Barbara Peden

Cricket information
- Batting: Right-handed
- Bowling: Right arm medium pace

International information
- National side: Australia;
- Test debut: 4 January 1935 v England
- Last Test: 26 June 1937 v England

Career statistics
| Competition | WTests |
| Matches | 4 |
| Runs scored | 94 |
| Batting average | 13.42 |
| 100s/50s | 0/0 |
| Top score | 33 |
| Balls bowled | 120 |
| Wickets | 1 |
| Bowling average | 50.00 |
| 5 wickets in innings | 0 |
| 10 wickets in match | 0 |
| Best bowling | 1/9 |
| Catches/stumpings | 2/– |
- Source: CricInfo, 6 December 2014

= Barbara Peden =

Australian cricketer

Barbara Peden (born 2 August 1907 in Chatswood, New South Wales – died 31 July 1984 in Sydney, New South Wales) was an Australian cricket player. Peden played four test matches for the Australia national women's cricket team alongside her sister Margaret Peden, who captained the team.

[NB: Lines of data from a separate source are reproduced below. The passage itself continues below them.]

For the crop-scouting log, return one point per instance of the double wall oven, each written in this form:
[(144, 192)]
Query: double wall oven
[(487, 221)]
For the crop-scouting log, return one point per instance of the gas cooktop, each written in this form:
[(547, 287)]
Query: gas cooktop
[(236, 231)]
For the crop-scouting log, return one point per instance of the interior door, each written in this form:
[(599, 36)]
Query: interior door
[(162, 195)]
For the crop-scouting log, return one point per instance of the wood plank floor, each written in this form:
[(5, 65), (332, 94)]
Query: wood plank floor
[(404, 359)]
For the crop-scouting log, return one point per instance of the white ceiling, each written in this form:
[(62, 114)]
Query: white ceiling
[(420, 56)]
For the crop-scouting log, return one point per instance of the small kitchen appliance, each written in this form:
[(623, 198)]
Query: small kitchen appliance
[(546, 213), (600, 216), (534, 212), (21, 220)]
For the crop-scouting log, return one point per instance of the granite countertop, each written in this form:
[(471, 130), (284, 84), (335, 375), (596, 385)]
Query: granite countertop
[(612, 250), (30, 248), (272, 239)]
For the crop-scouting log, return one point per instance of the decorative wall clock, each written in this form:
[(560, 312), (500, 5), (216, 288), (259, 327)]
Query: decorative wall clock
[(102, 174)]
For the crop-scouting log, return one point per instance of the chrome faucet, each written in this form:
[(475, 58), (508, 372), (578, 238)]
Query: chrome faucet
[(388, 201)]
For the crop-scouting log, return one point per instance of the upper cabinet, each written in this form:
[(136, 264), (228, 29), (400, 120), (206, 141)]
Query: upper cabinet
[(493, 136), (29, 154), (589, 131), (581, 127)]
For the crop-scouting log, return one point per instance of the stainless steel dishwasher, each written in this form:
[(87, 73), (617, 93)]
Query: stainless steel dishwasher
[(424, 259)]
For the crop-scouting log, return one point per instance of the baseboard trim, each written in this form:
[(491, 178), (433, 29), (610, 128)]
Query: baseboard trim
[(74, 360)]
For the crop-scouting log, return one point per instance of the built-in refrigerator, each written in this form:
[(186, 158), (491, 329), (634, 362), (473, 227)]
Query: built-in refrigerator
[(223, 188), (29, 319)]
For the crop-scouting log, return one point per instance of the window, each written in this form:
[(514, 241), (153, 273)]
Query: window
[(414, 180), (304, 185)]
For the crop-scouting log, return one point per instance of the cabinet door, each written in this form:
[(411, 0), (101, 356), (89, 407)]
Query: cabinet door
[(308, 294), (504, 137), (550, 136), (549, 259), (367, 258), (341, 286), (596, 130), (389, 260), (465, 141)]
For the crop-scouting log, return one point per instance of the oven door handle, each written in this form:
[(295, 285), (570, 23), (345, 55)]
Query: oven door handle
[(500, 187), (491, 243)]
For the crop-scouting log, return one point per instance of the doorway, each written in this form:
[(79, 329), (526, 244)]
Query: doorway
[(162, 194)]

Peden was an architect outside of her cricket career. She and her sister Margaret were adherents of Christian Science, as was inaugural England captain Betty Archdale; their mothers had previously corresponded. The inaugural English tour of Australia was initiated by Margaret, who asked Barbara – then working in England – to contact Archdale and suggest that she organise an England team.